Sorprende la ricchezza espressiva, la scioltezza del dettato, la fluidità di una scrittura che s’imprime come traccia di un pensiero poetante che sa donare alle proprie visioni come una coloritura di realismo primordiale.
È una poesia lieve e profonda in cui l’astratto del pensiero trova sempre una forma reale in cui incarnarsi, forma animale, vegetale, minerale. Poesia a volte epigrammatica e gnomica, sempre misurata e a volte simile a un fiume in piena come nella bella poesia – preghiera dedicata alla madre, figura archetipica che sembra racchiudere in sé l’universo e sintetizzarlo. “Scrittura sacra di natura”, scrittura che come un’arca “imbarca altre scritture”, tipo il montaliano “anello che non tiene”, poiché “ogni scrittura salva dal diluvio”, rimanendo traccia di un passaggio, di un abbraccio in questo caso, “acqua di vuoto e impermanenza”. Poesia di pensiero che si fa volo di rondine, architettura di nubi, “vortice di cose”, campo di papaveri, che implora le divinità di rimanere “presenti”, “incarnate”, terrestri e di non volatilizzarsi in una fatua trascendenza, poesia che deplora le definizioni, le categorie, che invita a un “luminoso disordine”.
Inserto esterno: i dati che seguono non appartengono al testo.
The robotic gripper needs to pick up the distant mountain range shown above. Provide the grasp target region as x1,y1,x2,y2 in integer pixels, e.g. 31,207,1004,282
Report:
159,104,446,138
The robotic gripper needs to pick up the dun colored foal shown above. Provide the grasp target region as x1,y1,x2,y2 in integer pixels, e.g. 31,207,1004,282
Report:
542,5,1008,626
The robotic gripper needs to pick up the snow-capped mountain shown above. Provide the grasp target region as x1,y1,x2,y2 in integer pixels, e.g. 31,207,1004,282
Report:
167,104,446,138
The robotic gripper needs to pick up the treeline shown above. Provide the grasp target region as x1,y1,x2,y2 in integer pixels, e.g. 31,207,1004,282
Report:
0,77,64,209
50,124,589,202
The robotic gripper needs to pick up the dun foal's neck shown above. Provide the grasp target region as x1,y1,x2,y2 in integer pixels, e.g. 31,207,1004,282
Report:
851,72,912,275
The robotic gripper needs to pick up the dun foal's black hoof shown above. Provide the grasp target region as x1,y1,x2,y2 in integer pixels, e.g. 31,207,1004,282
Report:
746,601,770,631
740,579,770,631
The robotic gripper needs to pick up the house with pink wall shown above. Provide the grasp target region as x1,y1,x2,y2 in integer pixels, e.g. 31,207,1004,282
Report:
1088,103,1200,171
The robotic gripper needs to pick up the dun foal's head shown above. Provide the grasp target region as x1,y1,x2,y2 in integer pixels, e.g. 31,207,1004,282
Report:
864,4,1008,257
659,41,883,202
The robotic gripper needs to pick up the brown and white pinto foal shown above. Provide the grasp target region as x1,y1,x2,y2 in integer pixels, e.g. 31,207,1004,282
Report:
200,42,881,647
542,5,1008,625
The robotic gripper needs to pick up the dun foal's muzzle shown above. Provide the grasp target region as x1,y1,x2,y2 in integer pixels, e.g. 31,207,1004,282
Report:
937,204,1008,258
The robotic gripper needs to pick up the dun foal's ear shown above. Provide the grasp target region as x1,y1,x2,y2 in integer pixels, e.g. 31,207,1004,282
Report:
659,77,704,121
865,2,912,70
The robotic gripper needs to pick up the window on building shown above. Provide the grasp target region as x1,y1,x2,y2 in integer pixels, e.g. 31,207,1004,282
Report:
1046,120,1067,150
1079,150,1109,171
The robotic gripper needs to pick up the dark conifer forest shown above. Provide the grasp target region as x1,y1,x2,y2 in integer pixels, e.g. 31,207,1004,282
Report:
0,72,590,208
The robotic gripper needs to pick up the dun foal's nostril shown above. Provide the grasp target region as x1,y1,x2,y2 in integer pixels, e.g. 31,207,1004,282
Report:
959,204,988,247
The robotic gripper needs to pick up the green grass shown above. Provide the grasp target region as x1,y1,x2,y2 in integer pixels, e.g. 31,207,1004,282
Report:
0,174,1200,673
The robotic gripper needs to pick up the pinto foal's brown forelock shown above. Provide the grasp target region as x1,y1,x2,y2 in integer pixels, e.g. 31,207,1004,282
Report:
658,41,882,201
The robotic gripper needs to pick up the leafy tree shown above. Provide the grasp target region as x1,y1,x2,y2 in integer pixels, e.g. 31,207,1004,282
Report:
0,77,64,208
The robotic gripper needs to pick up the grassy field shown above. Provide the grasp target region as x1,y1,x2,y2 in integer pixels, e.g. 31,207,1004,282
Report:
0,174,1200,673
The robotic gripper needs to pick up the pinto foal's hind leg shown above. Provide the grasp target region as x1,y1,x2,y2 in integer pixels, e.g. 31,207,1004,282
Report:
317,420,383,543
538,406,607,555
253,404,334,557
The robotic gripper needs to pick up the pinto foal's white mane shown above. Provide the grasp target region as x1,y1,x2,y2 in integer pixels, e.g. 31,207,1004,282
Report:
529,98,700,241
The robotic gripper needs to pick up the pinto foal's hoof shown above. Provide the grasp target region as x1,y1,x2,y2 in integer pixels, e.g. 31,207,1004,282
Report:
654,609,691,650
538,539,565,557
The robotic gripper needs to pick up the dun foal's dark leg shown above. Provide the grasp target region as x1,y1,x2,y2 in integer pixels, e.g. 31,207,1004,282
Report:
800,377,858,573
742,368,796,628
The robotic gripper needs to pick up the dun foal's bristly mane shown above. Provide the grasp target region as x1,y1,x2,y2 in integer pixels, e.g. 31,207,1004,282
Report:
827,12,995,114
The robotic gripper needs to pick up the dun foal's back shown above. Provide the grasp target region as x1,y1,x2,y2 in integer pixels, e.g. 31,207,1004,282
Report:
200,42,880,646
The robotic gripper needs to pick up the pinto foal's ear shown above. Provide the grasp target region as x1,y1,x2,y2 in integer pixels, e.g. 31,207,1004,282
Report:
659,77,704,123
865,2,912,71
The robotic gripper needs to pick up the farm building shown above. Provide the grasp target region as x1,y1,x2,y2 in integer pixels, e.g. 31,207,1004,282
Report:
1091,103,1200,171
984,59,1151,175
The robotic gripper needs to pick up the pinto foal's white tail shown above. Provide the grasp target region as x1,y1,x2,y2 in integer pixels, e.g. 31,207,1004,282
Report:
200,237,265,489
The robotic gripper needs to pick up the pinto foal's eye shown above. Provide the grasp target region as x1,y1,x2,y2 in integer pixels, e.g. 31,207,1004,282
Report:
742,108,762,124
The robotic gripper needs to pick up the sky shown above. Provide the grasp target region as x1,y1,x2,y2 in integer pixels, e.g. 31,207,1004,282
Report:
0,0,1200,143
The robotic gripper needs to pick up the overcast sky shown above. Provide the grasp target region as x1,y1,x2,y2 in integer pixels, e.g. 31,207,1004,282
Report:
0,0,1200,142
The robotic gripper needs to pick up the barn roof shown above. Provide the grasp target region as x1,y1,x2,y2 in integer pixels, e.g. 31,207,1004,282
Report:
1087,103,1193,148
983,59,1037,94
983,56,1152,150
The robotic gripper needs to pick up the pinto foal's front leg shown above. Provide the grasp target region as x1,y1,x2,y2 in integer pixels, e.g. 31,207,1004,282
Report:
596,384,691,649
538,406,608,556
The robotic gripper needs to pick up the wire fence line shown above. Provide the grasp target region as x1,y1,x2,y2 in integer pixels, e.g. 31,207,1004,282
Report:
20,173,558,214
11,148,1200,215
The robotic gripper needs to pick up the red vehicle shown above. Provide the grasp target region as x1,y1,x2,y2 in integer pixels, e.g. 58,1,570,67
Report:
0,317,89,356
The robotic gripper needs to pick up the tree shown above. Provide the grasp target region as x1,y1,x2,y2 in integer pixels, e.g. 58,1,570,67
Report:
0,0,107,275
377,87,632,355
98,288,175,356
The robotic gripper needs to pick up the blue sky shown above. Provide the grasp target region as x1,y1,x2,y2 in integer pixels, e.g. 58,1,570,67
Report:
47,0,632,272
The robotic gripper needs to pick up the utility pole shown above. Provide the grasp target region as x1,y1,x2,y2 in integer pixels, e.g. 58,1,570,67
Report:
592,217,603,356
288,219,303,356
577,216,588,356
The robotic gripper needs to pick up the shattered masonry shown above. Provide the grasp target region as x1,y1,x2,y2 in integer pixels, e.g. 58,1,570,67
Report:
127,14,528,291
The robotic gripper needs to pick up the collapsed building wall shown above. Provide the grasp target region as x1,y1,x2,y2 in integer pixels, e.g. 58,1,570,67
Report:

Ed è proprio questa la sensazione, una poesia ellittica, materica e aerea insieme, animata da immagini esatte, da apoftegmi che iniziano o terminano un discorso. “Siamo terra/ di carne e pensiero” dove “il travaglio delle sillabe” non impedisce alla scrittura di sembrare una germinazione spontanea, senza apparente sforzo. Solo in qualche raro verso s’indulge in manierismi stereotipati e deboli: “ Ad ogni amante amato/amando amore.”
Ceddia racconta metamorfosi: “Sono io./ E ho pinne di pesce/ Ho branchie e sangue d’abisso”, fino a diventare mare, fino a ritornare a essere “cava creatura amniotica/iniziale”; cerca di sfuggire al troppo, di svuotarsi, utilizzando con felice parsimonia le allitterazioni, qualche rima, spesso interna al verso e neologismi, che sono perlopiù parole fuse insieme, “Varcobaleno”, per esempio. Ci sono anche sonetti molto belli.
Il suo “udito di albero/di fiume, di nuvola” permette alla poetessa di ascoltare il silenzio, di penetrarlo, di fondersi con esso e con la versione animale di un cosmo che è pace. C’è un misticismo naturale in questi versi che raccontano l’animalità dell’essere umano, inscritto nel regno animale come “acqua nell’acqua”, per usare una felice espressione di Bataille.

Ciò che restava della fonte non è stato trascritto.